At least two of the protesters told Patch that they were paid to be there.
"I was just looking for jobs and came across that gig — I thought it was advertising-related," Donny Radwell, one of the protesters, told Patch. He said he had found an ad on Craigslist that offered $30 an hour to hold a sign.
Another protester, Charlie Perry, said that the ad was deleted after the event but that he filmed the protesters being handed cash by an unidentified man.
A spokesperson for Musovic's rally did not immediately respond to Business Insider's request for comment.
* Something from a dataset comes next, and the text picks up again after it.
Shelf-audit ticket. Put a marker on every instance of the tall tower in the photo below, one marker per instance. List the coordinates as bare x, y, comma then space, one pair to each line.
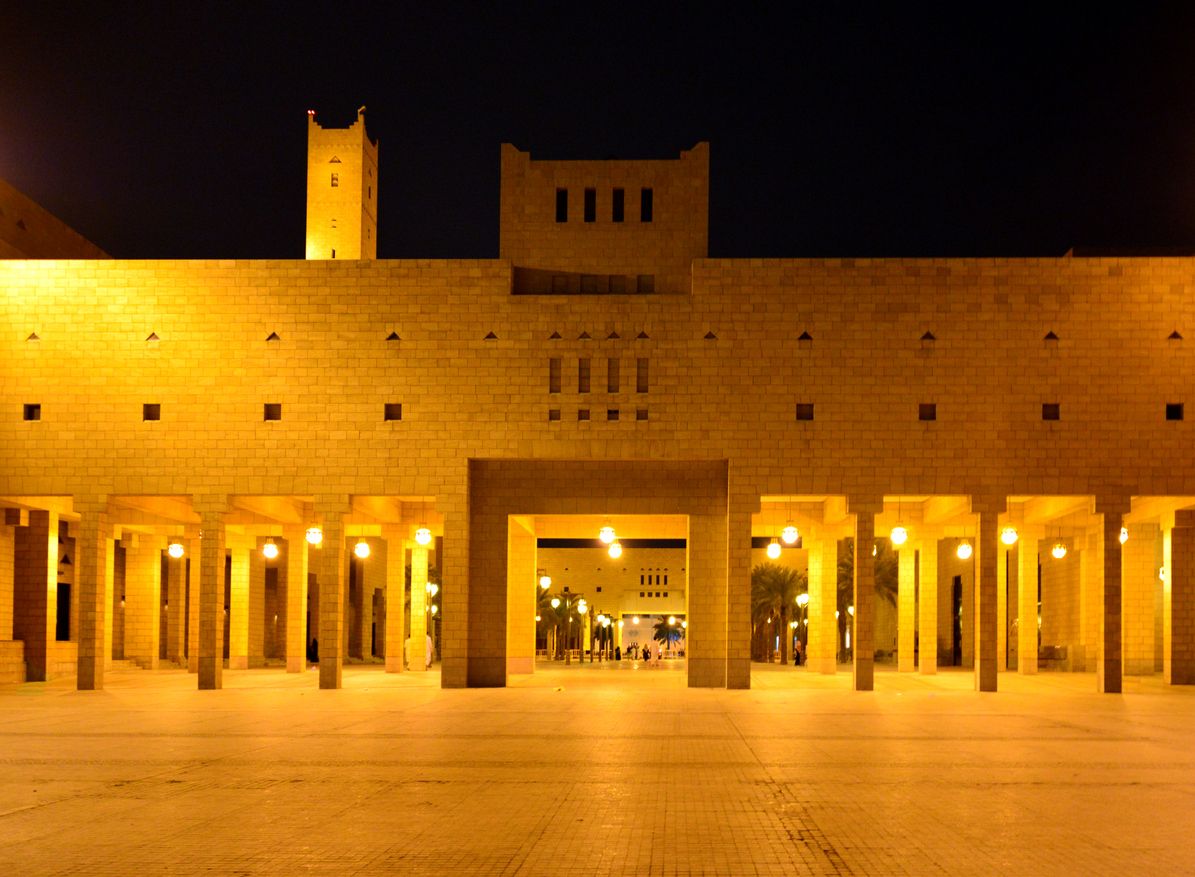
342, 191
Both Musovic and his spokesperson denied to Patch that they had any knowledge of the alleged Craigslist post and payments.
"I don't know anything about that," Musovic told Patch. "We were just trying to get Amazon back on the table."
However, according to Patch, the telephone number that was listed on the ad was the same as Musovic's PR representative. Perry texted this number to respond to the ad.
When asked to comment on this, the representative said to Patch: "My number was listed all over the place. I didn't necessarily know everybody who was texting me."
Musovic previously told Business Insider that he took out a loan of more than $1 million from the bank to renovate his apartments in Long Island City and two restaurants he owns on the Upper East Side before Amazon's November announcement that it would be opening a headquarters in the area. He said he then shifted his focus to investing in the Long Island City locations, putting in new kitchens and bathrooms, thinking he would get the money back when more people moved to the area.
Amazon had said it would bring as many as 40,000 jobs to the city over several years with its new headquarters. Now that's not happening. In a blog post on February 14, the retail giant called out state and local politicians and hinted that their protests were behind its decision to kill its plans to come to New York.
"I am not going to be able to recoup the benefits," Musovic said. "It's a huge loss. We want Amazon back."